Venice, 22nd June 2021 – They left Bergamo to come working in Venice where, for centuries, they practiced their art with great knowledge. The tagiapiera (a stonemason, who could also work as builder, master, or architect) the depentor (an artist or painter), the pennachièr (a merchant specialized in rare birds’ plume, such as the ostrich) and the sonador (a musician and composer) landed in the Venetian lagoon. To these figures is dedicated the project titled: “Tagiapiera, depentor, pennacchièr e sonador. Il Bergamasco e Venezia (1428-1797)”, which is presented by the Department of Science, Letters and Arts of Bergamo on Wednesday 23rd June at 17.30 to celebrate the establishment of Venice 1600 years ago. From October to April next year, there will be 37 conferences (via webinar) of scholars of the department of Bergamo as well as scholars from Italian and foreign universities, in order to value and trace the role that Venice used to have as “Stato de tera” – land state – and the role that the city of Bergamo had for the Serenissima. Moreover, two interactive maps will be created: one representing Venice, where traces of the influence of the city of Bergamo will also be recorded (calli, campi, corti and salizade proving the presence of families coming from the city of Bergamo), while the other one will representthe city of Bergamo and the routes in which the Venetian influence can be witnessed on walls, doors, on the Palazzo del Podestà, Palazzo del Capitano, the fair trade and the lazzareto.
Tommaso Garzoni in “La Piazza universale di tutte le professioni del mondo et nobili et ignobili” wrote that Bergamo citizens were just porters “simple-minded cowards, although with a kind nature […] born in the mountains, where they are taken from the vat, as birds from a cage, and sent away from the valley to help the world, that eventually uses them as donkeys” rude and vulgar while speaking, they have bad manners, although they are strong, tireless and careful savers”.
Conferences aim at tracing a different profile of the citizens of Bergamo. The aim is understanding the reasons for which this huge number of migrants came to Venice through the centuries of domination.
Among migrants, some marked the history of Venice, such as: the architect Mauro Codussi who was born in Lenna, a small town within the province of Bergamo. It was from Lenna that he used to choose the best builders and stonemasons who would have followed him to Venice. Moreover, there was the painter, Jacopo Palma il Vecchio, born in Serina, and the composer Tomaso Albinoni, from Castione della Presolana.
Historians agreed on claiming that the main cause of migration – whether permanent or temporary- was poverty. Nevertheless, the will of success, the spirit of sacrifice, the ability to seize all opportunities and to adapt – features which characterized the citizens of Bergamo – shape this as a successful migration.

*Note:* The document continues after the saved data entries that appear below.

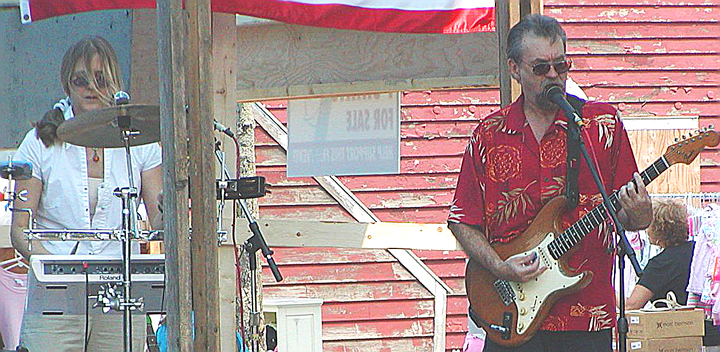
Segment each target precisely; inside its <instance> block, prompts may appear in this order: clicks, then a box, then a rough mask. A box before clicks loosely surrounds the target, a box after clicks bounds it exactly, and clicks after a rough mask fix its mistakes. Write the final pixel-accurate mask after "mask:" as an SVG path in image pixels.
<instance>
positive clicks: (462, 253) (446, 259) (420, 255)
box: [413, 250, 467, 262]
mask: <svg viewBox="0 0 720 352" xmlns="http://www.w3.org/2000/svg"><path fill="white" fill-rule="evenodd" d="M413 252H414V253H415V255H417V256H418V257H419V258H420V259H422V260H423V261H424V262H432V261H435V260H440V261H442V260H459V259H462V260H465V258H467V255H466V254H465V252H463V251H435V250H430V251H429V250H414V251H413Z"/></svg>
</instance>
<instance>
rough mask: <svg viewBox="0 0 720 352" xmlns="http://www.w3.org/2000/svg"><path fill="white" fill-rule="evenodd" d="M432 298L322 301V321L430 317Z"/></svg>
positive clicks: (347, 321) (424, 317) (432, 311)
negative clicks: (393, 300)
mask: <svg viewBox="0 0 720 352" xmlns="http://www.w3.org/2000/svg"><path fill="white" fill-rule="evenodd" d="M433 305H434V304H433V300H432V299H409V300H394V301H377V302H373V303H372V304H368V302H341V303H335V302H324V303H323V305H322V316H323V321H324V322H354V321H377V320H387V319H407V318H432V317H433V316H434V307H433Z"/></svg>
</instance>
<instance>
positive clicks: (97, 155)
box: [91, 148, 100, 162]
mask: <svg viewBox="0 0 720 352" xmlns="http://www.w3.org/2000/svg"><path fill="white" fill-rule="evenodd" d="M91 149H92V150H93V161H94V162H98V161H100V155H98V148H91Z"/></svg>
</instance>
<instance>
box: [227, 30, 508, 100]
mask: <svg viewBox="0 0 720 352" xmlns="http://www.w3.org/2000/svg"><path fill="white" fill-rule="evenodd" d="M238 50H239V57H238V68H237V71H238V86H237V87H238V94H239V95H240V97H241V99H243V100H248V101H251V100H260V99H263V98H277V97H288V96H291V97H302V96H304V97H307V96H318V95H337V94H345V93H358V92H372V91H375V92H378V91H393V90H405V89H430V88H440V87H445V88H447V87H453V86H456V87H469V86H487V85H497V62H496V61H494V60H487V59H486V58H494V57H496V56H497V51H496V50H497V40H496V38H495V35H494V33H473V34H460V35H452V36H447V35H440V34H413V35H407V34H397V33H371V32H362V31H343V30H334V29H325V28H316V27H305V26H295V25H286V24H273V25H262V26H246V27H243V28H240V29H239V30H238ZM348 82H352V84H350V83H348Z"/></svg>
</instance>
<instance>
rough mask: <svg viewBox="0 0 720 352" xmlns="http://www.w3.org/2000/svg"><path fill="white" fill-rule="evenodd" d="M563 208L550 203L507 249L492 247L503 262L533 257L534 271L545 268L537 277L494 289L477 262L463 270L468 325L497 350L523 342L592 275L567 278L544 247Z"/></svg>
mask: <svg viewBox="0 0 720 352" xmlns="http://www.w3.org/2000/svg"><path fill="white" fill-rule="evenodd" d="M565 203H566V199H565V198H564V197H557V198H554V199H552V200H550V201H549V202H548V203H547V204H546V205H545V206H544V207H543V208H542V209H541V210H540V212H539V213H538V215H537V217H536V218H535V220H534V221H533V222H532V224H530V227H528V229H527V230H526V231H525V232H524V233H523V234H522V235H520V236H518V237H516V238H515V239H513V240H512V241H511V242H510V243H496V244H493V245H492V247H493V249H494V250H495V251H496V252H497V253H498V255H499V256H500V258H501V259H503V260H505V259H508V258H510V257H513V256H522V255H526V254H529V253H532V252H537V253H538V260H541V263H540V265H541V266H546V267H547V268H548V269H547V270H546V271H545V272H543V273H542V275H540V276H539V277H537V278H535V279H534V280H531V281H529V282H525V283H518V282H509V281H504V282H503V283H498V278H497V277H496V276H495V275H493V274H492V273H491V272H490V271H489V270H486V269H485V268H483V267H482V266H481V265H479V264H478V263H477V262H475V261H473V260H470V261H469V262H468V264H467V267H466V269H465V287H466V289H467V296H468V300H469V301H470V309H471V310H472V311H473V312H474V314H475V316H474V317H473V319H474V320H475V322H476V323H477V324H479V325H480V326H482V327H483V328H484V329H485V331H487V337H488V338H489V339H491V340H492V341H493V342H495V343H497V344H499V345H503V346H518V345H521V344H523V343H525V342H527V341H528V340H529V339H530V338H531V337H532V336H533V335H534V333H535V332H536V331H537V330H538V329H539V328H540V325H541V324H542V322H543V320H544V319H545V317H546V316H547V315H548V313H549V311H550V308H551V307H552V306H553V304H554V303H555V302H556V301H557V300H558V299H559V298H560V297H562V296H565V295H567V294H570V293H573V292H577V291H579V290H581V289H582V288H584V287H585V286H587V285H588V284H589V283H590V281H591V280H592V276H593V275H592V272H589V271H584V272H579V273H578V272H573V271H572V269H570V267H569V266H568V265H567V263H566V262H565V260H563V257H561V258H560V259H559V260H555V259H553V257H552V256H551V255H550V253H549V252H548V250H547V245H548V244H549V243H550V242H551V241H552V240H553V239H555V238H556V236H557V235H558V234H560V233H561V232H562V229H561V227H560V216H561V215H562V213H563V212H564V211H565ZM565 258H567V256H565ZM496 283H498V284H496ZM498 286H499V287H498ZM477 318H479V319H477ZM491 325H495V326H505V327H507V328H509V329H510V330H509V333H505V334H503V333H501V332H499V331H498V330H497V329H493V328H491Z"/></svg>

The Departments’ objective is to tell the stories of the migrants that in Venice established a united, productive, creative, and enterprising - although often envied and feared - community which included different fields, from culture to business and economy. The focus will be placed on a period that stretches from 1428 until 1797 - the worst year for the Serenissima - when the Revolution of Bergamo began.